Okay, that is what I went through in making the vegan nut and carrot loaf, but the result was worth it. Sherry and Joy were able to enjoy a vegan safe and delicious holiday dish with family, and everyone who tried it was surprised to find the dish substantial and tasty.
I will make the dish again, but being comfortable consuming meat, I will go with Sherry’s vegetarian (much more relaxed than with the vegan substitutions) recipe. If you are a vegan, you have the ingredient substitutes in your kitchen already; but if you are new to the recipe, eggs cost less than egg replacer, commercial bread costs less than specialty bread, and either butter or ordinary margarine cost less than Buttery Spread. Bottom line: the dish is great, make it how you feel comfortable, with the ingredients you have on hand or can access easily, and enjoy.
I created a mushroom gravy in case the dish turned out dry. It was unnecessary, the loaf was wonderfully moist, but a nice accompaniment.
In addition to the vegan loaf, I brought two bottles of wine, a 2006 Salinia Pinot Noir W.E. Bottoms Vineyard $45 “Russian River Valley Occidental tree shaded vineyard below the fog line but protected from the afternoon sun’s intense heat. Gorgeously round, round, round. Nose: smooth, completely lacking any harsh notes, rose petal, cherry, spice. Many noted, integrated. Mouth: Oh, my God. Gorgeous flavors. Easily, one of the best Pinot Noir I’ve tasted this year. Beautiful, cherry, cranberry, herb, spice. Drinkable, accessible wine. (– my own review from 10/18/10 post)” and an Alaskan Chardonnay.
Yes, you read that right, an Alaskan Chardonnay. NV Bear Creek Winey Alaskan Chardonnay, made from 50% grape wine from concentrate bought from somewhere south of Alaska, and 50% rhubarb grown near the winery, $18. Bear Creek blends fruit wines made from local berries and fruit including raspberry, blueberry, strawberry and rhubarb, with grape wine made from concentrates of Shiraz, Chardonnay, and other varietals.

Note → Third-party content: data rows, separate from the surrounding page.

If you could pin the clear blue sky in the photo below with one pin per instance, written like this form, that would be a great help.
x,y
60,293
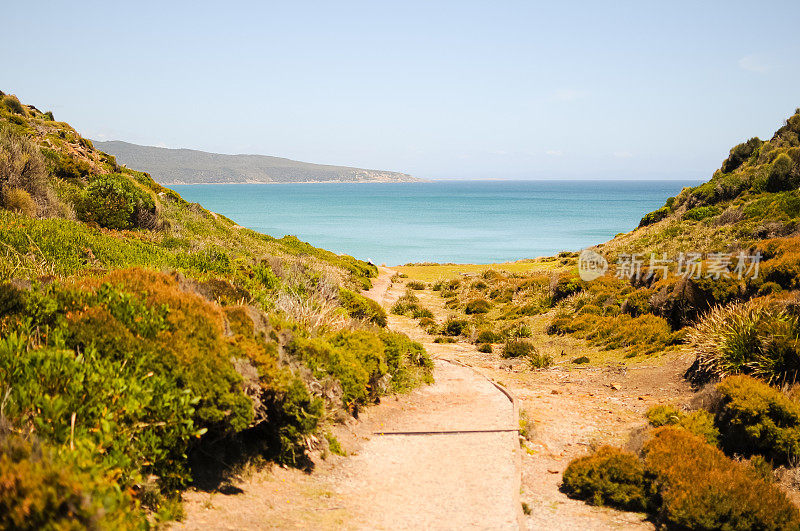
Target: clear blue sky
x,y
437,89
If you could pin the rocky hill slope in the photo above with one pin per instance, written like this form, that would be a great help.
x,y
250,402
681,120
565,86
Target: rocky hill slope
x,y
188,166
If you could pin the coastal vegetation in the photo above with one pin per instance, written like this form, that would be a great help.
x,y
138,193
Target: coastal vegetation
x,y
149,344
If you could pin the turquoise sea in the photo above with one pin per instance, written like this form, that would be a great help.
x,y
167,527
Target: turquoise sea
x,y
456,221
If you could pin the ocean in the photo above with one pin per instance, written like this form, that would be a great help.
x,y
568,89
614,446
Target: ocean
x,y
451,221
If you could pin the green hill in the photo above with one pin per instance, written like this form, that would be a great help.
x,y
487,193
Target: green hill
x,y
188,166
148,343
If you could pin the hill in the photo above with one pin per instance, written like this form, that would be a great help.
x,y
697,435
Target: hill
x,y
147,343
188,166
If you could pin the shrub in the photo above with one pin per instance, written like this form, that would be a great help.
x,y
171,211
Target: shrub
x,y
780,176
756,419
487,336
515,348
114,202
20,201
699,422
454,327
40,491
753,337
13,104
701,213
360,307
22,167
477,306
654,216
607,477
695,486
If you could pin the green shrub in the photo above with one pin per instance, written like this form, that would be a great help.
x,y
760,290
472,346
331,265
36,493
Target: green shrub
x,y
454,327
699,422
360,307
487,336
515,348
780,176
753,337
20,201
13,104
607,477
701,213
477,306
40,491
695,486
654,216
114,202
756,419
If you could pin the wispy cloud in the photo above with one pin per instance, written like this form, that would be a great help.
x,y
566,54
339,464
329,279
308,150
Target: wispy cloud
x,y
757,63
569,95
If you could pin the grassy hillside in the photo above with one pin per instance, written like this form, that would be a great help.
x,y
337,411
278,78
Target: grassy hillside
x,y
189,166
147,343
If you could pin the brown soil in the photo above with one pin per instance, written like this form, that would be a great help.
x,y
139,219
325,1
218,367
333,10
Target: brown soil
x,y
460,480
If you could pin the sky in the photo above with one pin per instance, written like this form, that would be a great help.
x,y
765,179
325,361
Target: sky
x,y
441,90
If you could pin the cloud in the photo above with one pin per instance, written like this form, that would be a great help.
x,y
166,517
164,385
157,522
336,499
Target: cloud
x,y
569,95
760,64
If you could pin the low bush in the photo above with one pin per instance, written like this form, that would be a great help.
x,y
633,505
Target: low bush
x,y
695,486
756,419
752,337
360,307
115,202
610,477
516,348
454,327
477,306
684,482
699,422
20,201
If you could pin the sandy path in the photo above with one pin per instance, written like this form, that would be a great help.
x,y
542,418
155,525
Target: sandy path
x,y
438,481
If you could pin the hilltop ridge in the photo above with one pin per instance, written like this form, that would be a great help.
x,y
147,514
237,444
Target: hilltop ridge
x,y
190,166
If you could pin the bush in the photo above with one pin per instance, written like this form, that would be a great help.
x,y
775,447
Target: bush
x,y
701,213
454,327
654,216
699,422
695,486
756,419
360,307
115,202
515,348
607,477
780,176
20,201
22,167
753,337
487,336
477,306
40,491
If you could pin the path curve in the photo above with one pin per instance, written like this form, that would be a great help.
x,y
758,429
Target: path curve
x,y
439,481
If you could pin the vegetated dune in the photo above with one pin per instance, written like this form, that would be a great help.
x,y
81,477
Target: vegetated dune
x,y
148,343
189,166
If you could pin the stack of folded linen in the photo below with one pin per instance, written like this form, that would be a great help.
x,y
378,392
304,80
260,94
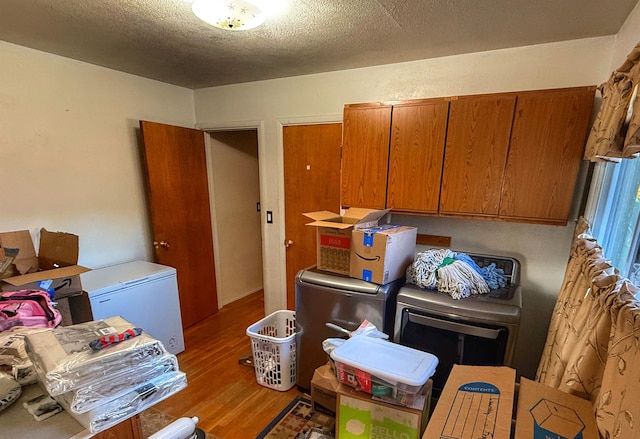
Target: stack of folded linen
x,y
101,388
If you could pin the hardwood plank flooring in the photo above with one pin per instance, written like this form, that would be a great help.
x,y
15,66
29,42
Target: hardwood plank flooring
x,y
222,393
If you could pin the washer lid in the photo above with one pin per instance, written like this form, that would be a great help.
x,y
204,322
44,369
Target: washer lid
x,y
389,361
478,307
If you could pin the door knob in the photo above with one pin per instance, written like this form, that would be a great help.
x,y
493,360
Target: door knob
x,y
163,244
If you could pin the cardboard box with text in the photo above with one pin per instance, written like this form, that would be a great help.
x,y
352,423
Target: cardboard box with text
x,y
476,402
382,254
334,235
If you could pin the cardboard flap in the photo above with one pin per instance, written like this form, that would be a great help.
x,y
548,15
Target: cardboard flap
x,y
358,215
57,249
26,261
330,224
323,215
44,275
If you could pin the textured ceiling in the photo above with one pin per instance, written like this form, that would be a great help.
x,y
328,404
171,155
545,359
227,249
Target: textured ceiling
x,y
161,39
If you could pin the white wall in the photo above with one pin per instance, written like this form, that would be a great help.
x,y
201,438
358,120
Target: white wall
x,y
626,39
542,250
236,192
69,150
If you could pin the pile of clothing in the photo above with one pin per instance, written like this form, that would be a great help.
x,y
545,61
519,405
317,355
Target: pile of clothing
x,y
454,273
103,372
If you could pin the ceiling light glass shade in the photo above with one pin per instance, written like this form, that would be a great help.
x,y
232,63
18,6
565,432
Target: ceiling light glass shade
x,y
229,14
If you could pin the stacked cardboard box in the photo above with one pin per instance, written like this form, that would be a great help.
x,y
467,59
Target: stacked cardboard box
x,y
360,415
355,245
478,401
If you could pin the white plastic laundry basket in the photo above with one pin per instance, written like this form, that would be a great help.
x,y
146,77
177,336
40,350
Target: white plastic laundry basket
x,y
273,343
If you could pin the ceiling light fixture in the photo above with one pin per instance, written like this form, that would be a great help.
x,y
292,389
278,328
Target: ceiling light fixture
x,y
230,14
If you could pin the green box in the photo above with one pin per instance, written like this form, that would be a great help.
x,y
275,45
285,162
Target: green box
x,y
360,416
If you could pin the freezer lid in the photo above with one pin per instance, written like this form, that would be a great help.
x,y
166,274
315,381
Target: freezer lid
x,y
116,277
324,279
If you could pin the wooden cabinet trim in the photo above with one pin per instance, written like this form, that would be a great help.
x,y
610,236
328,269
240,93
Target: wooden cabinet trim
x,y
503,212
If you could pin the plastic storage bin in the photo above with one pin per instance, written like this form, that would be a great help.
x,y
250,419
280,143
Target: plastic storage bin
x,y
273,343
388,370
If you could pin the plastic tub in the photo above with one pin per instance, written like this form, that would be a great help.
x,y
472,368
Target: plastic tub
x,y
383,368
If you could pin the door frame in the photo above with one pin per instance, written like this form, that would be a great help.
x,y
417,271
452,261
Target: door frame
x,y
207,129
274,269
291,121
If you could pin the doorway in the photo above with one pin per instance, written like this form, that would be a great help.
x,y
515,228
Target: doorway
x,y
234,181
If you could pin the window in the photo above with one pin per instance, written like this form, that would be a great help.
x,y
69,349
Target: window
x,y
616,216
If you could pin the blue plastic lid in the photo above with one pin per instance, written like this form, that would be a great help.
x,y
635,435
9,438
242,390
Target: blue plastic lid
x,y
389,361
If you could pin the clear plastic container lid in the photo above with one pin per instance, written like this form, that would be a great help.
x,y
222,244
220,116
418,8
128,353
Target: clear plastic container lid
x,y
389,361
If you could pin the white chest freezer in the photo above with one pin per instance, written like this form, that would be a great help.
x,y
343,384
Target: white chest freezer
x,y
144,293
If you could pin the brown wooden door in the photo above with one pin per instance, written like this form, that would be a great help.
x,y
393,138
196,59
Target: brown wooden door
x,y
415,157
311,183
476,153
365,155
178,193
547,143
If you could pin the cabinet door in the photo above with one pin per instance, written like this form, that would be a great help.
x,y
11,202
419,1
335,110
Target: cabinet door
x,y
545,152
365,155
475,154
415,156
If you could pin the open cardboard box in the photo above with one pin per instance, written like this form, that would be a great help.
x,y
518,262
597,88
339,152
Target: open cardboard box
x,y
334,235
54,268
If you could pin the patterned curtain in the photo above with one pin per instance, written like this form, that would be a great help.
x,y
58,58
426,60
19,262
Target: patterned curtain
x,y
615,133
593,342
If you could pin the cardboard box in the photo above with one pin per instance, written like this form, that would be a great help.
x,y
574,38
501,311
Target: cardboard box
x,y
361,416
547,413
382,254
483,394
334,235
324,386
54,268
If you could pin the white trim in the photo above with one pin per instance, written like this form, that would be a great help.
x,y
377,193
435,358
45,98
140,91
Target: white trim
x,y
594,192
209,127
212,212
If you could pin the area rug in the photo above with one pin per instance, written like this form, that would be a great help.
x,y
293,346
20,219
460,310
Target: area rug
x,y
296,420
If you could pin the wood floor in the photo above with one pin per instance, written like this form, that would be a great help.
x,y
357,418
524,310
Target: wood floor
x,y
223,394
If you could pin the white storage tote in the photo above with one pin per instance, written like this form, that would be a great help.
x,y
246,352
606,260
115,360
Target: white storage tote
x,y
273,343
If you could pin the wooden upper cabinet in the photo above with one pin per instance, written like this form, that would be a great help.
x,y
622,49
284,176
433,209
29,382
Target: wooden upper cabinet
x,y
546,148
475,155
365,155
415,155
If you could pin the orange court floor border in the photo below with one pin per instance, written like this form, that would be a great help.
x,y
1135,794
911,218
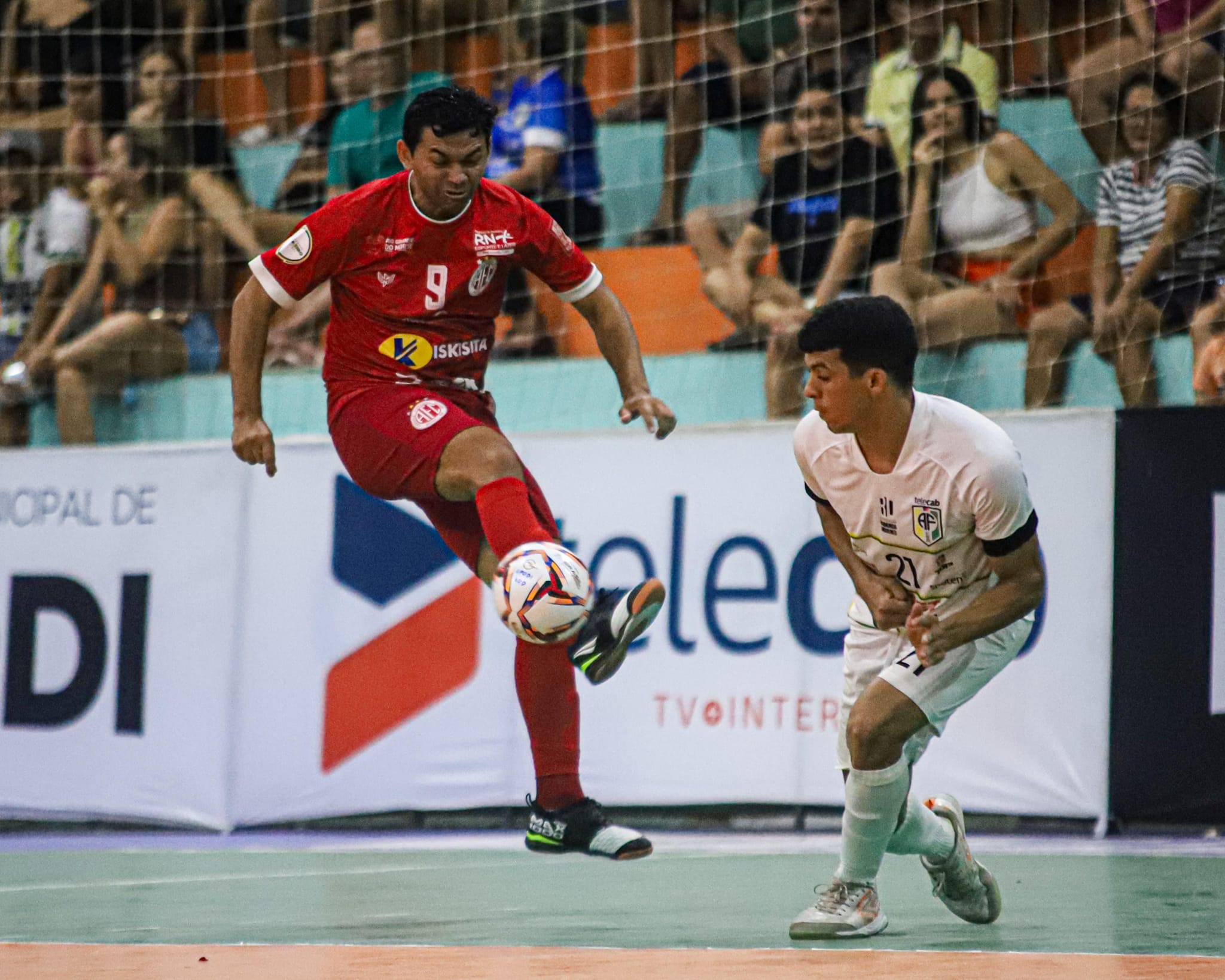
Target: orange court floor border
x,y
119,962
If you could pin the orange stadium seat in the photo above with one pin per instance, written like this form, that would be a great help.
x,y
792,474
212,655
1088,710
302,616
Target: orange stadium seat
x,y
232,92
611,66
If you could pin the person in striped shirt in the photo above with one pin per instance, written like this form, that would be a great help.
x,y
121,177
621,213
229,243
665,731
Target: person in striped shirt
x,y
1157,255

I received the Rhubarb/Chardonnay as a gift, and while thrilled to taste something new, different, novel, I was not expecting much – if anything, I expected the wine to suck.
I was pleasantly surprised. The wine was very much a Chardonnay. The rhubarb note was underneath a pile of typical Chardonnay notes, both in the nose and the mouth. I don’t love rhubarb, and it was most noticeable on the finish, remaining after the Chardonnay notes had faded away. This wouldn’t be the first wine I would reach for if it was on a shelf in my local market along with other, more familiar wines, but if I was anywhere near Homer, Alaska, I would make it an absolute priority to find the Bear Creek Winery tasting room to sample their fruit wines and other fruit/grape wine blends.
Mark cooked a perfect roast, delicious, and together we worked in the kitchen on side dishes like salad, potatoes, and green beans, while enjoying a nice Anchor Steam.
It was nice to spend time with family, and fun to cook a little bit. I hope you all had a nice Christmas dinner with friends and family too.